Tujuan utama perkembangan iptek adalah perubahan kehidupan masa depan manusia
yang lebih baik, mudah, murah, cepat dan aman. Perkembangan iptek, terutama
teknologi informasi (Information Technology) seperti internet sangat menunjang
setiap orang mencapai tujuan hidupnya dalam waktu singkat, baik legal maupun
illegal dengan menghalalkan segala cara karena ingin memperoleh keuntungan
secara “potong kompas”. Dampak buruk dari perkembangan “dunia maya” ini tidak
dapat dihindarkan dalam kehidupan masyarakat modern saat ini dan masa depan.
Kemajuan teknologi informasi yang
serba digital membawa orang ke dunia bisnis yang revolusioner (digital
revolution era) karena dirasakan lebih mudah, murah, praktis dan dinamis
berkomunikasi dan memperoleh informasi.
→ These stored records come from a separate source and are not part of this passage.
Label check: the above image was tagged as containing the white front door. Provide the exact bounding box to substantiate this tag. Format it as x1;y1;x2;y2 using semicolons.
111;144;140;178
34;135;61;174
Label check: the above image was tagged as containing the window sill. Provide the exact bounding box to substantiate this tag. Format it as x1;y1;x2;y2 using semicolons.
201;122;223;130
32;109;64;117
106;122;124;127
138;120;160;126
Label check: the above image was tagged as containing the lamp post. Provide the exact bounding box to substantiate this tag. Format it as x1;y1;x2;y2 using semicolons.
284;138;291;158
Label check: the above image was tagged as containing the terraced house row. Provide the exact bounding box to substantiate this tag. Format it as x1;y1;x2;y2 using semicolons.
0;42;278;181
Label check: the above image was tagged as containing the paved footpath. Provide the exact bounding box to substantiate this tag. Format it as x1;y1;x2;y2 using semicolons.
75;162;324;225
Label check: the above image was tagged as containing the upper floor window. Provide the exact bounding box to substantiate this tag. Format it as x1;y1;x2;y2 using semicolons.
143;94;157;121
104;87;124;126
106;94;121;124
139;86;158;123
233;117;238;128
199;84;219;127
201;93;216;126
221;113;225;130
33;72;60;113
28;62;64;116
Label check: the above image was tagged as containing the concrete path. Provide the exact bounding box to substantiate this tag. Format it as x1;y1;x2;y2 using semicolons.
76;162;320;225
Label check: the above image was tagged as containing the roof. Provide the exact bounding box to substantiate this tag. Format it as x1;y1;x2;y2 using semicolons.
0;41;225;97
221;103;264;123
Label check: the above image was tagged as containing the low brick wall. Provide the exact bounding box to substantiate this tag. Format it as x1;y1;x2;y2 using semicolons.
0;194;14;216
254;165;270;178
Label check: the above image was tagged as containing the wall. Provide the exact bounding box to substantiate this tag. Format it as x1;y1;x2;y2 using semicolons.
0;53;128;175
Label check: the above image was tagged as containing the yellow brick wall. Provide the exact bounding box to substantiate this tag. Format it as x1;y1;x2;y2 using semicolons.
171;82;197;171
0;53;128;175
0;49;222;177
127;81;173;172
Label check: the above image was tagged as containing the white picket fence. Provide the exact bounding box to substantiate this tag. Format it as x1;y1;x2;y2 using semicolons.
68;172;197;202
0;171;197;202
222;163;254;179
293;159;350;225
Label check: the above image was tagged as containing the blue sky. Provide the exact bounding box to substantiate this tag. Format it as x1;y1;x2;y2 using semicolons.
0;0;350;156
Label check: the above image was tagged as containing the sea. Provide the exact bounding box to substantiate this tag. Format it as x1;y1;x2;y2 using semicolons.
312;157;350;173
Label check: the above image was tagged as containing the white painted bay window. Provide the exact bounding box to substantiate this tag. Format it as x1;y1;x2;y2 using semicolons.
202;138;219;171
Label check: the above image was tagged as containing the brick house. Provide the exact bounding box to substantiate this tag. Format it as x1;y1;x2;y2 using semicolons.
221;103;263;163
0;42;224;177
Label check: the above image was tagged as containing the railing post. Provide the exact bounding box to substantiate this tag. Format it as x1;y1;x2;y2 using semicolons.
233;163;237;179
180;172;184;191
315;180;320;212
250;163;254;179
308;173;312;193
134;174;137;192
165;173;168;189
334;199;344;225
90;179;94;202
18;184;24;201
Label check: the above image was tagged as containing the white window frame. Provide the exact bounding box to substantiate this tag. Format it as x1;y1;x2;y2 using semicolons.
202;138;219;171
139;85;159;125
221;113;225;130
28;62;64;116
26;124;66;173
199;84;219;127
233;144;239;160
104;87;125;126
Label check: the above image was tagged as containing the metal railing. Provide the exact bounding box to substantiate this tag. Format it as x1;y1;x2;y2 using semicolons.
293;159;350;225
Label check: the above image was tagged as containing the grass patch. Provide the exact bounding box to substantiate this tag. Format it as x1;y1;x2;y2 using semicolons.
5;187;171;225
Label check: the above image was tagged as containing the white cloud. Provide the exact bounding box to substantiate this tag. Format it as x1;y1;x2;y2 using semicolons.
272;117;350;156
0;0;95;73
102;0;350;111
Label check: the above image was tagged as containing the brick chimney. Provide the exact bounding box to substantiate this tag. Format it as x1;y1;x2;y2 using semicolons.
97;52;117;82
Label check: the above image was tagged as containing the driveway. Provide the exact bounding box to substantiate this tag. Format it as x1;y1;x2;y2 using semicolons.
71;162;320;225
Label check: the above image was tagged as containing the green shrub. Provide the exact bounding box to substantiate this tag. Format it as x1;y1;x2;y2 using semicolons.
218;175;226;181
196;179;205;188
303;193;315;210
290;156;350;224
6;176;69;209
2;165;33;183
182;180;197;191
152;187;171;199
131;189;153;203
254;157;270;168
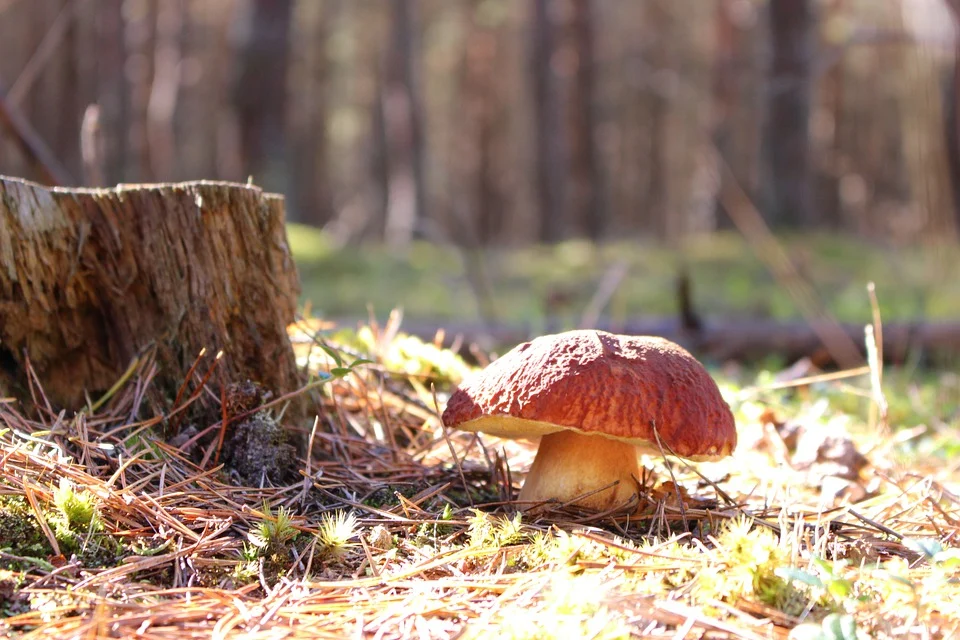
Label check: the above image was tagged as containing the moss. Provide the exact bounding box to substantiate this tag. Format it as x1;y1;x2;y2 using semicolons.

Di sisi lain, berkembangnya teknologi
informasi menimbulkan pula sisi rawan yang gelap sampai tahap mencemaskan
dengan kekhawatiran pada perkembangan tindak pidana di bidang teknologi
informasi yang berhubungan dengan “cybercrime” atau kejahatan duniamaya.
Masalah kejahatan maya dewasa ini
sepatutnya mendapat perhatian semua pihak secara seksama pada perkembangan
teknologi informasi masa depan, karena kejahatan ini termasuk salah satu extra
ordinary crime (kejahatan luar biasa) bahkan dirasakan pula sebagai serious
crime (kejahatan serius) dan transnational crime (kejahatan antar negara) yang
selalu mengancam kehidupan warga masyarakat, bangsa dan negara berdaulat.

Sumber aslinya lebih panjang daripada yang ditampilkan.